Dans le grand hall du Montreux Palace, les objets d’époque abandonnés trouvent place dans des grandes vitrines.  | Fairmont Le Montreux Palace

Hôtellerie
Dans les hôtels prestigieux de nos régions, le personnel de chambre met parfois la main sur des biens personnels qui ont été égarés. S’ensuit un nouveau parcours pour ces trouvailles.

«Tout ce qu’on transporte… s’oublie!», le personnel des trois établissements hôteliers de luxe de la Riviera et du Chablais sont confrontés aux mêmes réalités. Que ce soit au Montreux Palace, au Mirador (Mont-Pèlerin) ou au Villars Palace, les clients peuvent parfois être tête en l’air.

Dans les chambres, ce sont essentiellement des vêtements, des objets de toilette, des chargeurs, des ordinateurs, des tablettes, des casques de ski, ou encore des jouets qui ne retournent pas dans les sacs et autres valises. La clientèle abandonne aussi fréquemment dans le coffre-fort des objets bien plus précieux: montres, bijoux, ou encore passeports. Au spa, on oublie lunettes ou maillot de bain, au restaurant des parapluies ou des vestes.

Dans le grand hall du Montreux Palace, il y a même une place spéciale pour les objets anciens. On peut ainsi y admirer dans les vitrines des malles, des chaussures et autres bijoux d’époque.

Juste à temps

En cas d’oubli, ces trois hôtels font valoir le devoir de discrétion pour ne pas froisser leurs clients. Ils attendent donc que ces derniers prennent contact avec leurs services pour s’enquérir de leurs objets.
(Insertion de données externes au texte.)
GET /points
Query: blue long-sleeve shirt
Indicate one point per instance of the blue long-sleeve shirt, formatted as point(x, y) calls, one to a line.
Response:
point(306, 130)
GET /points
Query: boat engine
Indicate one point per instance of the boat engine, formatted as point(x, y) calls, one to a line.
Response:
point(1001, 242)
Mais heureusement, selon Laure Bouché, directrice générale adjointe au Mirador, cela n’arrive pas si souvent. «Nos concierges passent prendre les bagages ou effectuent un dernier contrôle en chambre à temps, ce qui permet dans la plupart des cas de rendre au client ce qu’il a laissé par mégarde avant qu’il ne quitte l’établissement.»

Si le client a déjà quitté l’hôtel, ces établissements inscrivent dans leur application informatique la description de l’objet avec la date et le lieu de cette découverte, le nom de l’employé qui l’a trouvé ainsi que celui de son propriétaire, s’il est connu. Puis l’objet est entreposé dans une armoire dédiée aux trouvailles ou dans un coffre-fort pour les biens de valeur.

Quand un objet provient d’une chambre et que son propriétaire est un habitué, l’hôtel prend contact avec lui pour l’en informer et organiser un retour. En ce qui concerne les objets retrouvés au spa et au restaurant, la démarche est plus complexe, le propriétaire étant souvent difficile à identifier. Enfin, si le renvoi doit se faire à l’étranger, ces trois hôtels de luxe facturent en principe les coûts au client, surtout pour les biens de valeur qui nécessitent une assurance.

Quid des objets non réclamés?

Au Mirador, les objets qui ont un certain coût, ou une valeur sentimentale, sont conservés «pour ainsi dire sans limite de temps dans un coffre, explique Laure Bouché. À l’inverse, les objets courants font l’objet d’un tri après deux ans de conservation».  Cette période est plus courte au Villars Palace. «Les objets sans grande valeur sont donnés à l’issue d’une période d’un an à la personne qui les a retrouvés», informe son chef-concierge, Clément Bessonnet.

Cette gestion des objets trouvés relève de la relation client. Lorsqu’elle est efficace et simple, elle devient un service apprécié par la clientèle. De quoi potentiellement la fidéliser, sans oublier toutes les autres offres des hôtels de luxe qui peuvent également y contribuer.